At the time, CNN reported the DOJ had filed a total of 228 cases between 2008 and 2020, 94 of which were filed during the first three years of the Trump administration.

And denaturalizations became more difficult for the government to prove in 2017, when the Supreme Court decided a landmark case setting a high burden of proof for the government to successfully prosecute naturalization application fraud.

In essence, naturalized citizens can lose their U.S. citizenship if they willfully concealed or misrepresented a fact in their applications or interactions with U.S. immigration officials, and that fact was material to their eligibility for naturalization.

Musk, for example, who allegedly worked illegally on a student visa and has publicly discussed his use of illegal drugs, could theoretically face scrutiny over the legality of his path to citizenship under a strict interpretation of the rules. Another famous potential target: Prince Harry, who has been attacked by the conservative Heritage Foundation over his own immigration process and use of illicit drugs.

“I wouldn’t protect him,” Trump said of the prince in February. “He would be on his own, if it was down to me.”

In 2016, before Trump won his first presidential election, an internal Department of Homeland Security (DHS) watchdog found 315,000 fingerprint files for immigrants who had been deported or convicted of crimes had not been uploaded to a database that cross-checks immigrant applicants’ identities.

Among those 315,000 files, officials found that only 858 people had been ordered deported but had successfully applied for citizenship under a different identity.

Despite the low incidence of fraud, even in a list of deportees and convicts, the first Trump administration channeled significant resources away from processing new applications and toward digging for dirt in old files.

In fiscal 2019, Immigration and Customs Enforcement (ICE) pulled more than $200 million from processing to fund “Operation Second Look” and “Operation Janus,” the Obama-era initiative born out of the internal report highlighting the fingerprint database.

And organizations such as the American Civil Liberties Union warned the denaturalization force was likely to discourage some eligible legal permanent residents from seeking naturalization.

“I think what we're going to see in the second Trump administration is a continuation of attempts that started the first administration to cut legal immigration through various means. We’re likely to be surprised at some of the actions, but I think the overall goal will be to have less legal immigration, and over the course of the coming decades, that could even be felt,” Anderson said.

“But in the more immediate term, you're likely to see a lot of disappointed Americans who are looking to sponsor loved ones.
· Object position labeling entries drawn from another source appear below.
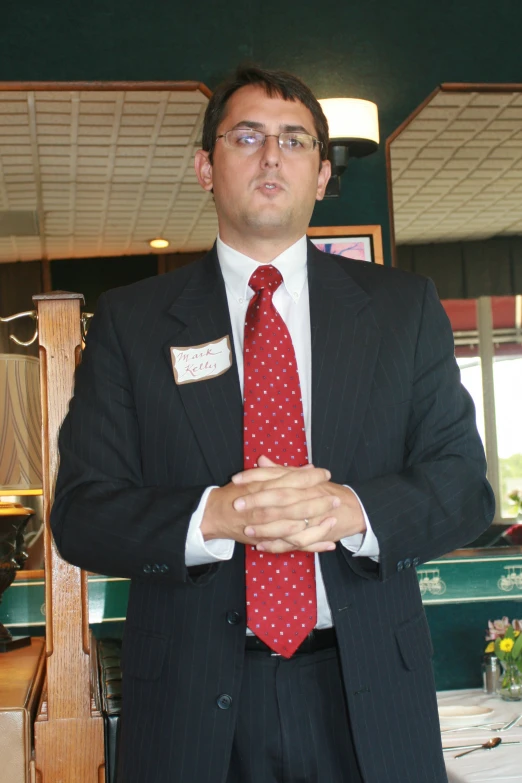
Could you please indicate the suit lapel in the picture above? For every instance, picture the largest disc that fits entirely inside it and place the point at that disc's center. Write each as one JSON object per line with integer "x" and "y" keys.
{"x": 345, "y": 344}
{"x": 214, "y": 406}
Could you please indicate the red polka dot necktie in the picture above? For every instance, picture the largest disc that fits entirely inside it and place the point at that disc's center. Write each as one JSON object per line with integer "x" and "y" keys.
{"x": 280, "y": 588}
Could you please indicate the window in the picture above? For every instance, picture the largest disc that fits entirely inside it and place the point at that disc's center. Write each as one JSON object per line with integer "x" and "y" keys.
{"x": 488, "y": 348}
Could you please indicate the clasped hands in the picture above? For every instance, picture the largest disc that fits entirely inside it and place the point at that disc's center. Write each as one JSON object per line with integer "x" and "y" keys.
{"x": 281, "y": 509}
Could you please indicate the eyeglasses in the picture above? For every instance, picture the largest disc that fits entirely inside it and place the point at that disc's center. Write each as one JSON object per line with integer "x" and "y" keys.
{"x": 248, "y": 141}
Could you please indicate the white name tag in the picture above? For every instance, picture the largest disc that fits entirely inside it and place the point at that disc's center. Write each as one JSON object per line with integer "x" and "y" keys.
{"x": 199, "y": 362}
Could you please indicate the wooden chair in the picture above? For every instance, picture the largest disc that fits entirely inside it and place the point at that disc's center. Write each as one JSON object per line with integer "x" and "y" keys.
{"x": 68, "y": 730}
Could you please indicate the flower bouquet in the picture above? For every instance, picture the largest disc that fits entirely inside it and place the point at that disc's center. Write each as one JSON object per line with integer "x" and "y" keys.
{"x": 505, "y": 641}
{"x": 515, "y": 499}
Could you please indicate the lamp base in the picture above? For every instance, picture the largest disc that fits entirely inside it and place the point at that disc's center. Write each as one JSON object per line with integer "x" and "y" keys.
{"x": 14, "y": 643}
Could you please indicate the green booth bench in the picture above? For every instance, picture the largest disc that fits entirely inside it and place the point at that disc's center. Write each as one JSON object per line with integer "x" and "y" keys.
{"x": 460, "y": 591}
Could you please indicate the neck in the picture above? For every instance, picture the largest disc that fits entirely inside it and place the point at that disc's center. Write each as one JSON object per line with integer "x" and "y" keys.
{"x": 261, "y": 249}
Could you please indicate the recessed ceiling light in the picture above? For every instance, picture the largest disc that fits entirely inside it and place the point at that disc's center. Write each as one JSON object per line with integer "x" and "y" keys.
{"x": 159, "y": 243}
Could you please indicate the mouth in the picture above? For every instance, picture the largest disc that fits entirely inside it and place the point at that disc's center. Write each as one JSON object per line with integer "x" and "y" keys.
{"x": 270, "y": 187}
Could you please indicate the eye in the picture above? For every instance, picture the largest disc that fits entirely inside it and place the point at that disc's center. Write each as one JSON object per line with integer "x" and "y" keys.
{"x": 246, "y": 138}
{"x": 295, "y": 141}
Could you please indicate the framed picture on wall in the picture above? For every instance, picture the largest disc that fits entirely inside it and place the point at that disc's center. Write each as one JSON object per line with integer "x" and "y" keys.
{"x": 362, "y": 243}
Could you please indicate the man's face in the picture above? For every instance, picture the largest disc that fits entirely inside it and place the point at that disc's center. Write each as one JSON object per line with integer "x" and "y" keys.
{"x": 268, "y": 193}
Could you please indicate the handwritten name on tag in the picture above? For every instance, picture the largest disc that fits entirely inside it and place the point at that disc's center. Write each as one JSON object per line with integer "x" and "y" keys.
{"x": 200, "y": 362}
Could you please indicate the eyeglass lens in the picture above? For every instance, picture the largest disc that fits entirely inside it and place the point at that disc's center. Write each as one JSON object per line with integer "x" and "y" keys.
{"x": 248, "y": 140}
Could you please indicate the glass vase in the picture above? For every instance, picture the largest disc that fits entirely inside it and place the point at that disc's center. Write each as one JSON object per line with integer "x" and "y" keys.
{"x": 509, "y": 685}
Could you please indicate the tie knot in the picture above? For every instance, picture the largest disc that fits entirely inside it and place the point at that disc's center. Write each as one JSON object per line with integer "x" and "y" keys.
{"x": 266, "y": 276}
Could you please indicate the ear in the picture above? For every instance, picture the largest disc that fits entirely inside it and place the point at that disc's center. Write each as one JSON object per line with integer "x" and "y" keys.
{"x": 324, "y": 175}
{"x": 203, "y": 168}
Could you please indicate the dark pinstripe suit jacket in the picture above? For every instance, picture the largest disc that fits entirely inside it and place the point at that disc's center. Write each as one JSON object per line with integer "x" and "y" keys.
{"x": 389, "y": 417}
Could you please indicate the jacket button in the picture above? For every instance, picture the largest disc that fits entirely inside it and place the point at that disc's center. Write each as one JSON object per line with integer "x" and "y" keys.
{"x": 224, "y": 701}
{"x": 233, "y": 618}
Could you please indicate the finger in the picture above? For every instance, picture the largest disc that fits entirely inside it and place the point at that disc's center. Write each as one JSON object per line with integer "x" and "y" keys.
{"x": 321, "y": 532}
{"x": 283, "y": 546}
{"x": 264, "y": 473}
{"x": 266, "y": 462}
{"x": 294, "y": 477}
{"x": 282, "y": 505}
{"x": 313, "y": 539}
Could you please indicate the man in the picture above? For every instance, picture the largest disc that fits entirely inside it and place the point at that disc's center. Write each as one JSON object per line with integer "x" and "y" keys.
{"x": 275, "y": 630}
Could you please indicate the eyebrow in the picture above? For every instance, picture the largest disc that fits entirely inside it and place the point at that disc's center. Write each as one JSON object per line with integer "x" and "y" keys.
{"x": 261, "y": 127}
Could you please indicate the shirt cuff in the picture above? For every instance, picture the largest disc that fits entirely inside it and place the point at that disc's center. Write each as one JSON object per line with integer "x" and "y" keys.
{"x": 363, "y": 544}
{"x": 197, "y": 550}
You're going to see some disappointed employers, and you're very likely to see American consumers not able to get some of the services they want to be provided, being provided for them,” he added.

While denaturalizations are unlikely to have a demographic impact by themselves, some economists fear reduced immigration could slow the broader economy.

Because of the dual impact of coronavirus and restrictive policies on immigration between 2016 and 2022, GDP growth in 2022 was an estimated 1.3 percentage points lower than it would have been, according to an NFAP study by economist Madeline Zavodny.

Many economists fear a second Trump administration will enact restrictive policies and reassign resources away from servicing applications, stunting labor force growth — a major factor in broader economic growth.

“Historically, we have had a growing labor force almost throughout all of American history that has contributed to the fast, rapid economic growth in the United States. And if you remove a major source of that labor growth, whether it's undocumented workers or legal immigrants, you're going to likely slow down the overall growth rate,” said Robert Lynch, professor of economics at Washington College.